Overfitting is caused by having too few samples to learn from, rendering you unable to train a model that can generalize to new data. Given infinite data, your model would be exposed to every possible aspect of the data distribution at hand: you would never overfit. Data augmentation takes the approach of generating more training data from existing training samples, by augmenting the samples via a number of random transformations that yield believable-looking images. The goal is that at training time, your model will never see the exact same picture twice. This helps expose the model to more aspects of the data and generalize better.

In [None]:
from keras.preprocessing.image import ImageDataGenerator
datagen = ImageDataGenerator(
    #width_shift_range=0.2,
    #height_shift_range=0.2,
    #horizontal_flip=True
    #zoom_range=0.2,
    rotation_range=20,
)

In [None]:
model = models.Sequential()
model.add(layers.Conv2D(32, (3, 3), activation='relu', input_shape=(28, 28, 1)))
model.add(layers.MaxPooling2D((2, 2)))
model.add(layers.Conv2D(64, (3, 3), activation='relu'))
model.add(layers.Dropout(rate=0.2))
model.add(layers.MaxPooling2D((2, 2)))
model.add(layers.Conv2D(64, (3, 3), activation='relu'))
model.add(layers.Flatten())
model.add(layers.Dense(64, activation='relu'))
model.add(layers.Dense(10, activation='softmax'))

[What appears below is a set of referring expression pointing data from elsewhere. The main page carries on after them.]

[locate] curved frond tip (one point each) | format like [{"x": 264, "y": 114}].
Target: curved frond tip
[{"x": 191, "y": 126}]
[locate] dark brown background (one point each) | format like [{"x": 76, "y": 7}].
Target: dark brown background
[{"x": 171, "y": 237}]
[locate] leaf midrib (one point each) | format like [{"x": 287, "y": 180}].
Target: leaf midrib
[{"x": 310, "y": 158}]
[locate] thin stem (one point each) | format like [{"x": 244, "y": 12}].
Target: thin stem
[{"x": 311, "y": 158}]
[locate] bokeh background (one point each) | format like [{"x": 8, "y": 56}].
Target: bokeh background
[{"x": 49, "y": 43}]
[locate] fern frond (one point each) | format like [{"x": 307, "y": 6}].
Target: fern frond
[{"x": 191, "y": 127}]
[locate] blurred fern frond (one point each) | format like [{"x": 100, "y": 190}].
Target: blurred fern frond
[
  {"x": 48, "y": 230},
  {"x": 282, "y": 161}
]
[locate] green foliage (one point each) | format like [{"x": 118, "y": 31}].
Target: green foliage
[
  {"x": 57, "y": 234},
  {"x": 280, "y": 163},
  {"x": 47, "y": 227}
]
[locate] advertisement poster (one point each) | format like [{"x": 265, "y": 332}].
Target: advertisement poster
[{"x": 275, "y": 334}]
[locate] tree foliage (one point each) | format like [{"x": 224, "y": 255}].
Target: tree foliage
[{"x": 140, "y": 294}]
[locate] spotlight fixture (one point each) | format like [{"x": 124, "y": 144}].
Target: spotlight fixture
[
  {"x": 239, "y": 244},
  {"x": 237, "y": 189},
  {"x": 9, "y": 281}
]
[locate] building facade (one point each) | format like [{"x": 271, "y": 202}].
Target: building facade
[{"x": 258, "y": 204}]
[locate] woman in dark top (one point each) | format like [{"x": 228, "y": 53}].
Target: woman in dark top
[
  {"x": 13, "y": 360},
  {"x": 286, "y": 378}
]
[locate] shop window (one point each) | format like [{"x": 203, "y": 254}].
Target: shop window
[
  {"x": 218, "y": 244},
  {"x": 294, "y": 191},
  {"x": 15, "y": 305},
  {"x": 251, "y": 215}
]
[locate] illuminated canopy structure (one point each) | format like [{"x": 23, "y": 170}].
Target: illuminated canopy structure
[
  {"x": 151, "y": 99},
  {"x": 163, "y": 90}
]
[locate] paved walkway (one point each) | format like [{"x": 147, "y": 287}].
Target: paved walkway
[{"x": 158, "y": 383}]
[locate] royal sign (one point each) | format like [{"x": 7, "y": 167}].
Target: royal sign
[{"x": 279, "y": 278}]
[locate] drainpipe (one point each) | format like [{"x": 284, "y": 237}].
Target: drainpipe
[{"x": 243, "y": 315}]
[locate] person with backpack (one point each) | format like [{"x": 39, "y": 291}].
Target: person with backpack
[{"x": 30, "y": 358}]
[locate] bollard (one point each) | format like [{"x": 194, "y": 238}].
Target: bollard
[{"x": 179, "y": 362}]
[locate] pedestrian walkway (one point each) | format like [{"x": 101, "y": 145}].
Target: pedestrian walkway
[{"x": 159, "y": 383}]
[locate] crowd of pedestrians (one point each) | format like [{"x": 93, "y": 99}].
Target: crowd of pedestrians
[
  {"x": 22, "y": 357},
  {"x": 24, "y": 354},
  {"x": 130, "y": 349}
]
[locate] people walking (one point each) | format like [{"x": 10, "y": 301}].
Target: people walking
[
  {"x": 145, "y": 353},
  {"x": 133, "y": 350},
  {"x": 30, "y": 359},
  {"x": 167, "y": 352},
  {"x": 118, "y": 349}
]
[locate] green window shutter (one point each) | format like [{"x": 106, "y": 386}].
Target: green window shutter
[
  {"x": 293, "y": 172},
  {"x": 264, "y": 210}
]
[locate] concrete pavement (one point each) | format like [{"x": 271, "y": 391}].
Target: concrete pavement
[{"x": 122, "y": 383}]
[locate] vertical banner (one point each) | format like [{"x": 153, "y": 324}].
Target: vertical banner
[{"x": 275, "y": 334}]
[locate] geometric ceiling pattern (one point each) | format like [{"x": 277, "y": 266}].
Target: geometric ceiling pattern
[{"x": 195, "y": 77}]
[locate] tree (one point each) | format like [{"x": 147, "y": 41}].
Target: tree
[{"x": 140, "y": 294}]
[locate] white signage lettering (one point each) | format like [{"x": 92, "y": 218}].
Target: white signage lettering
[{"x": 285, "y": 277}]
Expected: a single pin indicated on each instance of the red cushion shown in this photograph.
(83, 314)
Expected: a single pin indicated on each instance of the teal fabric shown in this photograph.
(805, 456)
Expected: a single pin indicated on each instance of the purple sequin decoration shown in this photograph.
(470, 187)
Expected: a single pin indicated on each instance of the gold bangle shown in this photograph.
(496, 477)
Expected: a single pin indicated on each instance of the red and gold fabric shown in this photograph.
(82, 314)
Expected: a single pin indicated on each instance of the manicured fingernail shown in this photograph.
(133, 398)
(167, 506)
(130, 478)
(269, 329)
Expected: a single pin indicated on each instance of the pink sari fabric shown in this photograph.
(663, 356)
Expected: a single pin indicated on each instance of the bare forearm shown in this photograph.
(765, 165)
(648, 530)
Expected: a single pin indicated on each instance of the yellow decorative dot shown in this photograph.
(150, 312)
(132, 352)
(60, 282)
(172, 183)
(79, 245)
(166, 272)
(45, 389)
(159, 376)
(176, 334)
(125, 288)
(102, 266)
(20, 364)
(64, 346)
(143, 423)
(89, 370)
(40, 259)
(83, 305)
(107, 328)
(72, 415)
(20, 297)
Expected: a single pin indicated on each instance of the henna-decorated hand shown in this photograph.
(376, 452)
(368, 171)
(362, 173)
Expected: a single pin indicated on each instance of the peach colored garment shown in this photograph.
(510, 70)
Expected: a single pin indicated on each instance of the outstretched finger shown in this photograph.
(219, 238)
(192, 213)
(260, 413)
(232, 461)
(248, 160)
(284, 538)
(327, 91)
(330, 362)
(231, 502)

(train_images, train_labels), (test_images, test_labels) = mnist.load_data()
train_images = train_images[:2000]
train_labels = train_labels[:2000]

train_images = train_images.reshape((-1, 28, 28, 1))
train_images = train_images.astype('float32') / 255
test_images = test_images.reshape((-1, 28, 28, 1))
test_images = test_images.astype('float32') / 255
train_labels = to_categorical(train_labels)
batch_size = 64
test_labels = to_categorical(test_labels)
model.compile(optimizer='adam',
              loss='categorical_crossentropy',
              metrics=['accuracy'])
model.fit_generator(datagen.flow(train_images, train_labels, batch_size=batch_size), 
                    steps_per_epoch=len(train_images) / batch_size, epochs=20)
test_loss, test_acc = model.evaluate(test_images, test_labels)
print('test_acc:', test_acc)

**Exercise: Now apply data augmentation for Fashion MNIST**

In [None]:
#MC



from keras.preprocessing.image import ImageDataGenerator
datagen = ImageDataGenerator(
    #width_shift_range=0.2,
    #height_shift_range=0.2,
    horizontal_flip=True
    #zoom_range=0.2,
    #rotation_range=20,
)


model = models.Sequential()
model.add(layers.Conv2D(32, (3, 3), activation='relu', input_shape=(28, 28, 1)))
model.add(layers.MaxPooling2D((2, 2)))
model.add(layers.Conv2D(64, (3, 3), activation='relu'))
model.add(layers.Dropout(rate=0.2))
model.add(layers.MaxPooling2D((2, 2)))
model.add(layers.Conv2D(64, (3, 3), activation='relu'))
model.add(layers.Flatten())
model.add(layers.Dense(64, activation='relu'))
model.add(layers.Dense(10, activation='softmax'))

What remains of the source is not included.